The same argument gets even more clear when we talk about databases. Who ever changes databases? And even if, the change is made between two somewhwat similar database systems. Yes, sure, you can have the snowflake counter examples from the 2000s, but nowadays we have postgres. I have done both: Just as an experiment changed the web framework and also changed the database, without preparing anything for that. It's not as difficult as people claim it will be, not nowadays.
Otoh when some snowflake engineer picks the file system as a database, while the rest of the company uses managed postgres, then he imposes significant risk and effort onto the company. The advice in the book is simply not sensible advice. There might be reasons to write some very simply repository abstraction (read my post https://hannomalie.github.io/posts/test-with-the-database.html) but that's about it. And when you dogmatically keep even JPA annotations out of your so called "business rules" for the sake of it, then you will create exactly the unnecessary complexity that all our architecture and design attemps were originally trying to solve.
The advice of "Keeping options open", again
In the last paragraph, I basically argumented for YAGNI - You ain't gonna need it. Don't introduce an abstraction that you won't need. A close friend to that is doing the wrong abstraction, letting alone the idea that every abstraction is leaky.
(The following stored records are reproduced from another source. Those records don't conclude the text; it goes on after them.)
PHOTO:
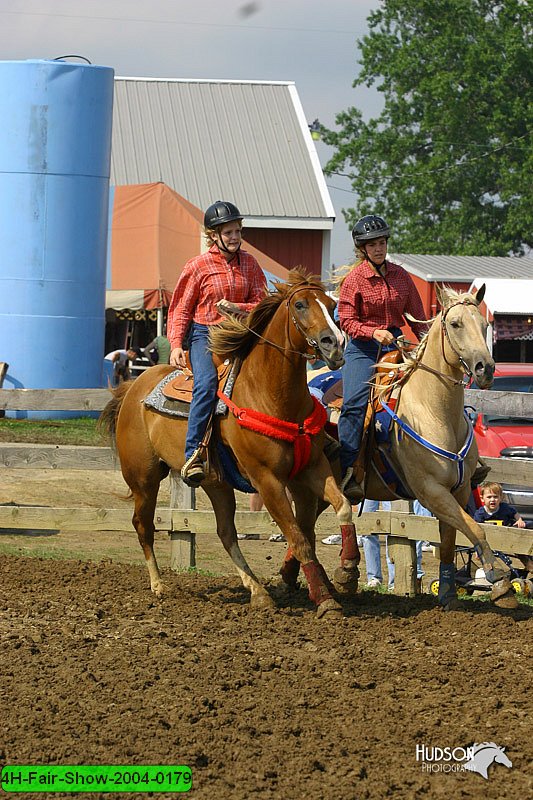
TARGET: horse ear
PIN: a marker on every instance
(442, 297)
(480, 294)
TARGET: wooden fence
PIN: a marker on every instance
(183, 522)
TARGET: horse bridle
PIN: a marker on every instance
(311, 342)
(445, 333)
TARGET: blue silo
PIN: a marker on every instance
(55, 149)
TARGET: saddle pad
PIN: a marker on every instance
(179, 387)
(158, 402)
(173, 394)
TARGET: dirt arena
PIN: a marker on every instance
(277, 705)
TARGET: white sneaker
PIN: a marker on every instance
(335, 538)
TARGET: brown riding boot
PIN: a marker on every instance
(193, 471)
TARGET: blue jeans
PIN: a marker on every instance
(371, 546)
(360, 357)
(204, 388)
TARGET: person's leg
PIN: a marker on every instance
(356, 373)
(204, 388)
(371, 548)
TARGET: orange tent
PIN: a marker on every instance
(153, 233)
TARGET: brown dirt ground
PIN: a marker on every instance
(277, 705)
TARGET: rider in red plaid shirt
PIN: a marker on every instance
(207, 279)
(225, 279)
(374, 298)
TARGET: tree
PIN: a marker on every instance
(449, 160)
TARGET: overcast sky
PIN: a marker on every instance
(310, 42)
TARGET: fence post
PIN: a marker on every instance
(403, 553)
(182, 543)
(4, 366)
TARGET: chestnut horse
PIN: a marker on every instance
(432, 447)
(286, 328)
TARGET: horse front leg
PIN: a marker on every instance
(143, 522)
(447, 591)
(222, 499)
(323, 485)
(306, 514)
(301, 546)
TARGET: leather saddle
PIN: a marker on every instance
(180, 388)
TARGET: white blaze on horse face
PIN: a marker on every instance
(331, 323)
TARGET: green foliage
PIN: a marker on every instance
(449, 160)
(80, 431)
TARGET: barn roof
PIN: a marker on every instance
(504, 296)
(245, 141)
(463, 268)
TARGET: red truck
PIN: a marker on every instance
(507, 436)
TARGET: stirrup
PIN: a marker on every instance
(348, 475)
(193, 472)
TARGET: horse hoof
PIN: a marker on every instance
(262, 602)
(329, 609)
(346, 581)
(453, 604)
(503, 596)
(159, 590)
(500, 589)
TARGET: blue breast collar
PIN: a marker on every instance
(457, 457)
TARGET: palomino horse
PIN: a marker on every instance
(281, 446)
(432, 447)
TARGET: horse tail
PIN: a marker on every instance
(107, 421)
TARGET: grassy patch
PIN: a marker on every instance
(79, 430)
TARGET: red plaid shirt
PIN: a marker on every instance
(368, 302)
(207, 279)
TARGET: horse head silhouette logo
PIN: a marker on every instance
(485, 754)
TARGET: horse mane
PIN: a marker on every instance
(448, 297)
(235, 337)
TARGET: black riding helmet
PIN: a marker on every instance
(220, 213)
(369, 227)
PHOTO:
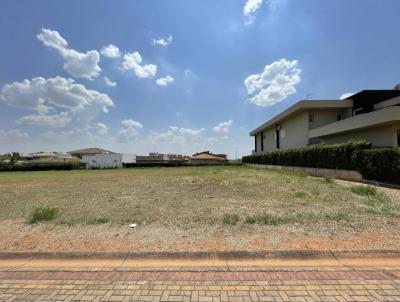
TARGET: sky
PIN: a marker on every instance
(180, 76)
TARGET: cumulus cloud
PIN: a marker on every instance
(165, 81)
(110, 51)
(109, 83)
(129, 130)
(15, 134)
(163, 41)
(57, 102)
(250, 8)
(274, 84)
(132, 61)
(223, 127)
(101, 128)
(78, 64)
(346, 95)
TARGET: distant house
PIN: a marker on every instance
(102, 161)
(89, 152)
(159, 158)
(370, 115)
(48, 157)
(207, 158)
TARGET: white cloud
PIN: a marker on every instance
(346, 95)
(57, 102)
(78, 64)
(249, 10)
(131, 123)
(223, 127)
(274, 84)
(251, 6)
(110, 51)
(163, 41)
(132, 61)
(101, 128)
(165, 81)
(129, 130)
(109, 83)
(14, 134)
(188, 72)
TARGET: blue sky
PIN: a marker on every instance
(182, 76)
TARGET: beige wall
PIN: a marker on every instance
(327, 116)
(379, 137)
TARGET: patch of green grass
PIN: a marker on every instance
(300, 194)
(378, 203)
(231, 218)
(329, 180)
(364, 190)
(43, 214)
(99, 220)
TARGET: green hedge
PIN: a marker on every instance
(37, 167)
(338, 156)
(380, 164)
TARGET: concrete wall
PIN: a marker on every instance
(379, 137)
(296, 130)
(326, 116)
(102, 161)
(335, 173)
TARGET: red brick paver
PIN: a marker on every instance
(305, 285)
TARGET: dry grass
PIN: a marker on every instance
(183, 197)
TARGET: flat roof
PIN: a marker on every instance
(302, 106)
(372, 119)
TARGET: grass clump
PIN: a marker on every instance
(329, 180)
(43, 214)
(231, 218)
(300, 194)
(99, 220)
(266, 218)
(364, 190)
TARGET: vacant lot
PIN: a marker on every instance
(196, 208)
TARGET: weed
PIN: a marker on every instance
(230, 218)
(365, 190)
(300, 194)
(329, 180)
(43, 214)
(99, 220)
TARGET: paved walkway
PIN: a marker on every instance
(337, 282)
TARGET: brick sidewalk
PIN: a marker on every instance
(307, 285)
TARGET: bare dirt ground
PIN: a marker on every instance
(181, 209)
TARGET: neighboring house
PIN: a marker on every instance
(159, 158)
(48, 157)
(371, 115)
(102, 161)
(207, 158)
(88, 152)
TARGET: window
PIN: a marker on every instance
(398, 138)
(311, 117)
(357, 111)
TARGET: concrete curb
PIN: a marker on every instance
(229, 255)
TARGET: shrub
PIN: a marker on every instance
(380, 164)
(43, 214)
(99, 220)
(230, 218)
(364, 190)
(338, 156)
Have you ever been on a project where people desinged an abstraction for which they didn't know the usecases? I mean where not at least a single one - better two - usecases where on the table and the design was at benchmarked and validated against those two usecases? Then you probably know what I am after. How can you anticipate what your design needs to look like when you don't have the usages yet? In all those "business rules first" projects you have a form of that problem:
People design their abstractions because they insist thay don't need to know how the persistence is actually implemented, just that whatever implements it fulfills some interface (the language construct). But what the persistence really needs to do is fulfill a contract that can't be reliably encoded with any programming language I know of (take a look at https://hannomalie.github.io/posts/test-with-the-database.html to see a glimpse of what I mean). So when you take a relational database, you pretty much end up using primary keys. When you take an object store, you not necessarily have any identifiers at all. When you have an in-memory implementation and few example data, having a "getAll" method might be fine, but on a real database, that method will almost certainly blow up. How do you write an API that accounts for that?
Sure, sure. Its possible of course, there are plenty of ways to do that. I won't write down a gazillion implementation options now because the important point is: Whatever it is you want to abstract over, complexity is introduced that is not needed otherwise. Additionally, if you don't know the details of what you want to abstract over, your design will be insufficient. In further addition, when we assume all abstraction to be leaky, even if you have perfectly anticipated the unknown and a good design, your abstraction will cause damage to your code that wouldn't have happened otherwise.